As Paul Raff pointed out, you did get mix up between bracelet and necklace so in my answer I will include the answer for both of them.


Where did you get it wrong?

It seems to me that you are counting number of ways to colour a bracelet rather than a necklace so I checked your calculation with respect to colouring a bracelet. I would say that the main problem in your counting is that even for each case of the base, you cannot always guarantee to get the final result for that case by multiplying as you did. For example, in the case of $A^2B^2C^2$, we consider two following iterations:

enter image description here

The one on the left gives $\frac{6\cdot5\cdot 4}{3!}=\frac{120}{6}$ ways to choose three colours $A,B,C$, which is what you gave in your table. However, the one on the right gives $\frac{6 \cdot 5 \cdot 4}{2}=\frac{120}{2}$ ways to choose three colours $A,B,C$.

Necklace colouring

You can use Burnside lemma where you can count the number of ways to colour the object by looking at its group of symmetry $G$. For the necklace, the group $G$ can be:

  • Two colourings of the necklace are considered the same if from one colouring, we can rotate the necklace to get to the other colouring. There are $5$ possible rotations at angles $60^{\circ}\cdot i \; (i=1,2,3,4,5)$ (not including the do-nothing rotation). Hence, these five rotations are from the mentioned set $G$.
  • The "do nothing" action, i.e. we do nothing to the necklace. This is also in $G$.

Let $X$ be the set of all possible colouring for the necklace at a fixed orientation. This follows $|X|=6^6$ as there are $6$ possible colours for each bead.

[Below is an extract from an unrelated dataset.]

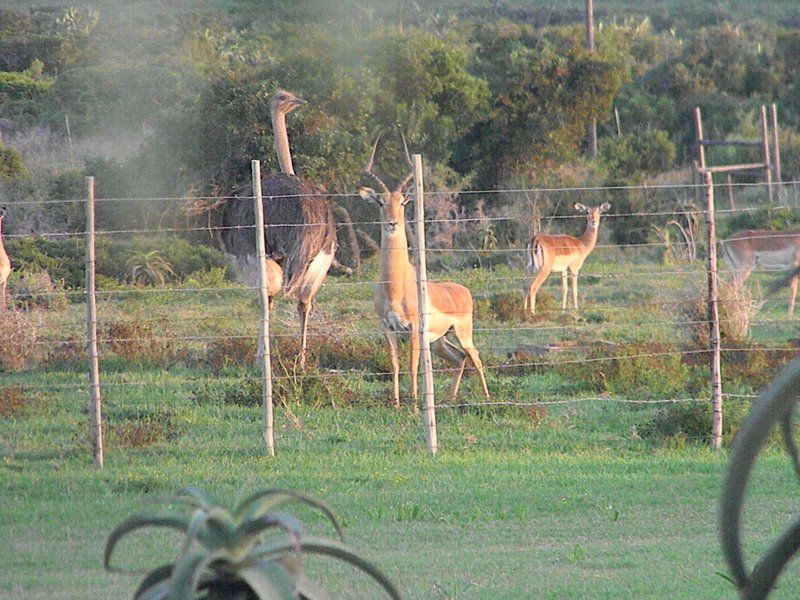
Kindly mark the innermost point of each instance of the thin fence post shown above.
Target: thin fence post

Now, in Burnside lemma, we essentially want to count number of colourings from $X$ that remains unchanged under actions from $G$. In particular:

  • How many colourings in $X$ for the necklace so that it is still the same colouring after we apply $60^{\circ}$ rotation to the necklace? This only happens when all the beads have the same colour. Hence, there are $6$ possible colourings in this case.
  • The same question can be asked for $120^{\circ}$ rotation: This happens when three of the beads (each is one bead away from the other) have the same colour and the remaining three beads have the same colour. There are $6$ possible colours for the first three beads and there are $6$ other possible colours for remaining $6$ beads. This gives us $6^2$ possible colourings.

  • Similarly, with $180^{\circ}$ rotation, a colouring is fixed under this rotation when any pair of opposite beads have the same colour. There are $6$ ways to colour each pair of opposite beads so there are $6^3$ possible colourings.

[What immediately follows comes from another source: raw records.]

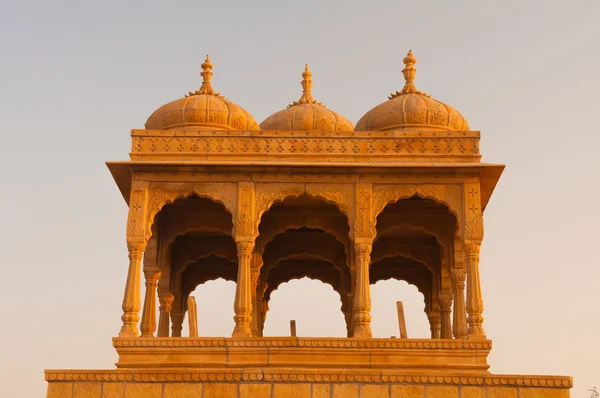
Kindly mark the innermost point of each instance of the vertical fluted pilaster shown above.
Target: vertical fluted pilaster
(435, 325)
(474, 298)
(243, 291)
(177, 323)
(362, 294)
(446, 327)
(459, 326)
(165, 301)
(149, 313)
(131, 298)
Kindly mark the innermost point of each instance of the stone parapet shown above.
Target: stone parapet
(442, 356)
(303, 147)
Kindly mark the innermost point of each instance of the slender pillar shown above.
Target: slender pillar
(131, 298)
(435, 324)
(362, 295)
(243, 291)
(474, 299)
(255, 280)
(460, 313)
(149, 313)
(166, 301)
(446, 326)
(193, 316)
(177, 323)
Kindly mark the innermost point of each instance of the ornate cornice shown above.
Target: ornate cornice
(306, 375)
(432, 344)
(177, 145)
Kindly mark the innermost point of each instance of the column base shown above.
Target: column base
(362, 332)
(129, 331)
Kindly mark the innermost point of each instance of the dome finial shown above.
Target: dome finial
(206, 74)
(409, 73)
(307, 92)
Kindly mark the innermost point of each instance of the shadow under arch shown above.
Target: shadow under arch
(314, 313)
(384, 294)
(307, 199)
(172, 199)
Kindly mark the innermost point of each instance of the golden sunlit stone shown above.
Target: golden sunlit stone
(411, 109)
(212, 196)
(307, 114)
(202, 109)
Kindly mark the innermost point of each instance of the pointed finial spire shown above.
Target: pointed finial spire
(307, 92)
(409, 73)
(206, 74)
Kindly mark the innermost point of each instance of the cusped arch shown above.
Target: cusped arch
(269, 292)
(411, 225)
(406, 255)
(428, 301)
(161, 195)
(384, 195)
(312, 223)
(268, 194)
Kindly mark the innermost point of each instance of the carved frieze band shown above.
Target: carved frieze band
(447, 194)
(299, 145)
(432, 344)
(317, 375)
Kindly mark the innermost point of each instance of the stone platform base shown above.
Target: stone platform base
(407, 356)
(295, 383)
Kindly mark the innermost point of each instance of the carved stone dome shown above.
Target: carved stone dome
(307, 114)
(202, 109)
(411, 109)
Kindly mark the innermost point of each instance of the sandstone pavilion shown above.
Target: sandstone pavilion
(213, 194)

  • With $240^{\circ}$ rotation, it's the same as $120^{\circ}$ so we have $6^2$ possible colourings. With $300^{\circ}$, it's the same as $60^{\circ}$ so we have $6$ possible colourings.

  • With the "do nothing" action then every colouring remains unchanged after this action so there are $6^6$ possible colourings.

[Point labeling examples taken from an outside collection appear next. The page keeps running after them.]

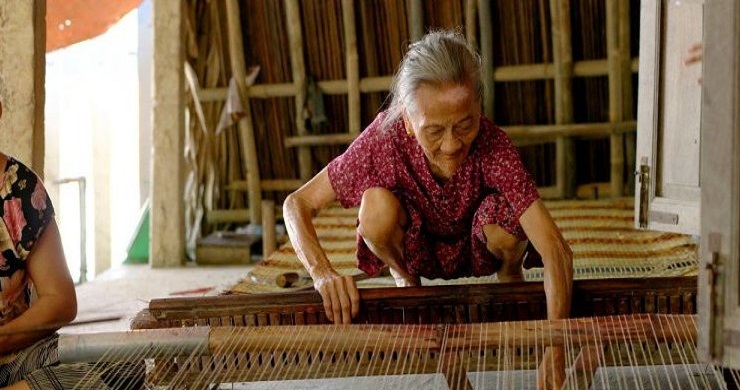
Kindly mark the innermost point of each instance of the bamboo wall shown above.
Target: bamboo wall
(561, 81)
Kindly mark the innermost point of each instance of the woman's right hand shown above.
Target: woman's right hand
(340, 296)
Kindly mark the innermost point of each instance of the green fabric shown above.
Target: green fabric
(138, 250)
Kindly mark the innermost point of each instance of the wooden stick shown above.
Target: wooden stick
(269, 241)
(415, 19)
(246, 129)
(295, 37)
(524, 72)
(563, 61)
(353, 67)
(486, 41)
(471, 22)
(616, 94)
(567, 332)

The Burnside lemma says that you can add all these numbers up and divide by number of elements of $G$ (which is $6$) to obtain all possible colourings. Hence, the answer for colouring a necklace is $$\frac{6^6 \cdot 1 +6 \cdot 2+ 6^2 \cdot 2+6^3 \cdot 1}{6}=7826.$$

Bracelet colouring

The difference between bracelets and necklaces is in the group of symmetry $G$. In particular, for bracelets, $G$ has some extra elements: Two colourings of the bracelet are considered same if from one colouring, we can reflect the bracelet through a line to obtain the other colouring. There are two types of lines:

  • A line connecting two opposite beads (see diagram on the right). There are $3$ pairs of opposite beads so there are three reflections through these types of lines. These actions are in $G$.
  • A line dividing the $6$ beads in equal parts (diagram on the left). There are $3$ such lines corresponding to three extra reflections in $G$.

This time $G$ has $12$ elements.

From Google

Next, we do the same thing with necklace, i.e. we count number of colourings that remains fixed under these reflections:

  • For reflection across axis on the left, any two beads that appear symmetrically through that axis must have same colour. There are $3$ pairs of such beads so there are $6^3$ possible colourings. Since there are three axes of this type so we have $3 \cdot 6^3$.
  • For reflection across axis on the right, note that we can freely choose any colour for the beads that pass through the axis while keeping the same colouring of the bracelet when reflecting. Hence, this gives $6^2$ for such two beads, and $6^2$ for $2$ pairs of symmetrical beads. We obtain $6^4$ possible colourings for such axis. As there are three axes of this type so it is $3 \cdot 6^4$.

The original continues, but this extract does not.